Evlilik maalesef biz kadınların kurduğu hayal gibi değil. Belki de en güzel günlerimiz düğün gününden sonra yerini mutsuz ve sıkıntılı zamanlara bırakıyor.

Herkes rahat, sorunsuz, sıkıntısız bir yaşam ister ama ne yazık ki hepimizin türlü türlü dertleri, sıkıntı ve problemleri oluyor. Bazen kişisel bazen aile bazen de iş hayatı olarak karşımıza bir çok problem çıkıyor. Peki, evliliğin bitmesine sebep olan sorunlar nasıl kaynaklanıyor.

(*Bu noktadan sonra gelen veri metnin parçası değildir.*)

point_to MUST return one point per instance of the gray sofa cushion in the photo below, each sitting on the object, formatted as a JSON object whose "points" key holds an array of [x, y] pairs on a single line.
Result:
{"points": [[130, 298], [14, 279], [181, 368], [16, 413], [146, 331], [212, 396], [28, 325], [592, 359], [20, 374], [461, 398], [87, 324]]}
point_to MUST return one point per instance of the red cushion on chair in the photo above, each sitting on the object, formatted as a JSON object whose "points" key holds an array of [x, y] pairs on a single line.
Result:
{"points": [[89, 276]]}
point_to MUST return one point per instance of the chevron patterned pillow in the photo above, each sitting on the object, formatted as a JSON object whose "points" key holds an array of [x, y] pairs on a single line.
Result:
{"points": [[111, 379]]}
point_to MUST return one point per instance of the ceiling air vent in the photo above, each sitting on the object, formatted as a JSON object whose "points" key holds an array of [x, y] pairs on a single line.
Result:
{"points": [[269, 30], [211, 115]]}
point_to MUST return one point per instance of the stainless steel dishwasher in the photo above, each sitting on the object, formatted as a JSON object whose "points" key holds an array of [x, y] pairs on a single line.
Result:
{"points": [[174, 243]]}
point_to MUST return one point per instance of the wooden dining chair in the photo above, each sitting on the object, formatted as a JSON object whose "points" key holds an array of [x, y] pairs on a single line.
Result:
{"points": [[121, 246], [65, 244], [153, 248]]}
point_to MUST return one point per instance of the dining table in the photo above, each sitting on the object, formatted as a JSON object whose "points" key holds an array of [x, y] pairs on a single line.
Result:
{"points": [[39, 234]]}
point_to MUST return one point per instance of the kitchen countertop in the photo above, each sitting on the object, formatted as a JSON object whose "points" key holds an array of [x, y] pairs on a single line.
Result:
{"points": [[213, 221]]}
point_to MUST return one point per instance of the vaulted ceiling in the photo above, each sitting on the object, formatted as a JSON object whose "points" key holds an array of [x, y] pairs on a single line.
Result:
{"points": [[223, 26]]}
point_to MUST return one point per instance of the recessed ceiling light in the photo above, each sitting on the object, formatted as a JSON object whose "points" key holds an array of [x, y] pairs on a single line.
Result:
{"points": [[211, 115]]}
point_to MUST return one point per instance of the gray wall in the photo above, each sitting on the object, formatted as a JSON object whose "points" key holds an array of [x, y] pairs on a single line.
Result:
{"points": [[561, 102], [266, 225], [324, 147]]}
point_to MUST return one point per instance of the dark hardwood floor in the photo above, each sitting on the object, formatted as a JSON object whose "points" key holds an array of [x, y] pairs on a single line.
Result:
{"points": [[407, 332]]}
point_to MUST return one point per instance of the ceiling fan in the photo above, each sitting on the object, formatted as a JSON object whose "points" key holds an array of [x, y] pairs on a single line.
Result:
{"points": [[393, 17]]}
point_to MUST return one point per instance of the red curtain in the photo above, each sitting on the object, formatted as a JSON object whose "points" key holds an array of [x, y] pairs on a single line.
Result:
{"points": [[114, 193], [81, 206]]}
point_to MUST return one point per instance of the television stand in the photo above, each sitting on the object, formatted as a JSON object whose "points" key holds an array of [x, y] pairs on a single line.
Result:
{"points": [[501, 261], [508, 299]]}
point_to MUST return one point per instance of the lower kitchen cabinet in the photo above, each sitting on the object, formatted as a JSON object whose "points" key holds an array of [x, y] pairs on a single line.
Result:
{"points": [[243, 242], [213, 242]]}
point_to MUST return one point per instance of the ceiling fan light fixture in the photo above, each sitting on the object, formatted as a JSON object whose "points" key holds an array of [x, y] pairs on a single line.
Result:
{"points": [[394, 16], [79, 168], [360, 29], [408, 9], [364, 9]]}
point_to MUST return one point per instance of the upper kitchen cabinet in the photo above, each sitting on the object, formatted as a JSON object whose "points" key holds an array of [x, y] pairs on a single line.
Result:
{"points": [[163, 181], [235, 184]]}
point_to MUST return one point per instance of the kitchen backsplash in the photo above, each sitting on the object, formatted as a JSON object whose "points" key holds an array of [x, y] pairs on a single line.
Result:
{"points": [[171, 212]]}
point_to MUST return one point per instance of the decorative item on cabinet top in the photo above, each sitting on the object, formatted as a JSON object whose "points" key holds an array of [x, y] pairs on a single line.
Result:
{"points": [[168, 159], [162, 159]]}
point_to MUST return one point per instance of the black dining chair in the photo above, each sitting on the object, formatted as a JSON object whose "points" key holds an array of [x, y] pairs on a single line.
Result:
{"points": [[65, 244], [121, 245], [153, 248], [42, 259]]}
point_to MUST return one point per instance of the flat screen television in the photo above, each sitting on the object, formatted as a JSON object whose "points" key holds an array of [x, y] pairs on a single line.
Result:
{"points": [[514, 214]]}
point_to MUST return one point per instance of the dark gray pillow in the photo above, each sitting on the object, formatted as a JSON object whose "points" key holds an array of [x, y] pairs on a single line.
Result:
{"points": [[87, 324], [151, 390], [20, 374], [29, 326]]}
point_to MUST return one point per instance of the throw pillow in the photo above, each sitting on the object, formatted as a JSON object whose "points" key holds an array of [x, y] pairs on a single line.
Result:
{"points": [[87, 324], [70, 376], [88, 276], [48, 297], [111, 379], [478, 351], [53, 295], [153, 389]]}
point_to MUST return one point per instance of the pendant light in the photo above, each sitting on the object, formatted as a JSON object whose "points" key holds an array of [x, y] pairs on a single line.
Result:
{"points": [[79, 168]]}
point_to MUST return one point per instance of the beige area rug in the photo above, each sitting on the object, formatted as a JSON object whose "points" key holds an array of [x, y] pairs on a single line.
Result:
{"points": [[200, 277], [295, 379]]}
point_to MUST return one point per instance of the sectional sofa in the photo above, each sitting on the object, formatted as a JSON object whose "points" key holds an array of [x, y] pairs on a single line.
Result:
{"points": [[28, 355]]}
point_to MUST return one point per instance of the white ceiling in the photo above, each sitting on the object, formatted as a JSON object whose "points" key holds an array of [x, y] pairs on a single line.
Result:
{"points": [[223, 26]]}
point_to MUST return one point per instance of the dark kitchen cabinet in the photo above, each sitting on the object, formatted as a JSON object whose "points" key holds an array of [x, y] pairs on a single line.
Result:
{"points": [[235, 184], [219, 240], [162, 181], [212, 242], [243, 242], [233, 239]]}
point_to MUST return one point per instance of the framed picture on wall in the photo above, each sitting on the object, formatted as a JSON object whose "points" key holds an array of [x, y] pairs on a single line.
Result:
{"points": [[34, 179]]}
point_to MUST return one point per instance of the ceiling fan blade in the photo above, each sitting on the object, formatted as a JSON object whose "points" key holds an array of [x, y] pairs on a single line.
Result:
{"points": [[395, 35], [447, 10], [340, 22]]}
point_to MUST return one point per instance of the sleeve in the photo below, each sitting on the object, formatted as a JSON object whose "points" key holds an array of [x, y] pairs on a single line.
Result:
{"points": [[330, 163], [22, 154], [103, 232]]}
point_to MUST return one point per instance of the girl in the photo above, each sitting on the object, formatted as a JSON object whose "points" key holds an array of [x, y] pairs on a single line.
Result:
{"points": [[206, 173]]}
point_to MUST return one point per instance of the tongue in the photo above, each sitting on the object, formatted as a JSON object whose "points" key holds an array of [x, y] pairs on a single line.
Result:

Belki kendi isteğinizle belki de görücü usulü olarak iki farklı hayatı bir hayat yapan ve bu hayatta her koşulda birlikteliği sağlayan birime evlilik adını veriyoruz.

Evliliği yıkmayacak birkaç temel unsur var. Sizlere, yapılan yada yanlış yapılan hata ve eksikleri tamamlamak için, mutlu bir evlilik için neler yapabileceğimize bir bakalım.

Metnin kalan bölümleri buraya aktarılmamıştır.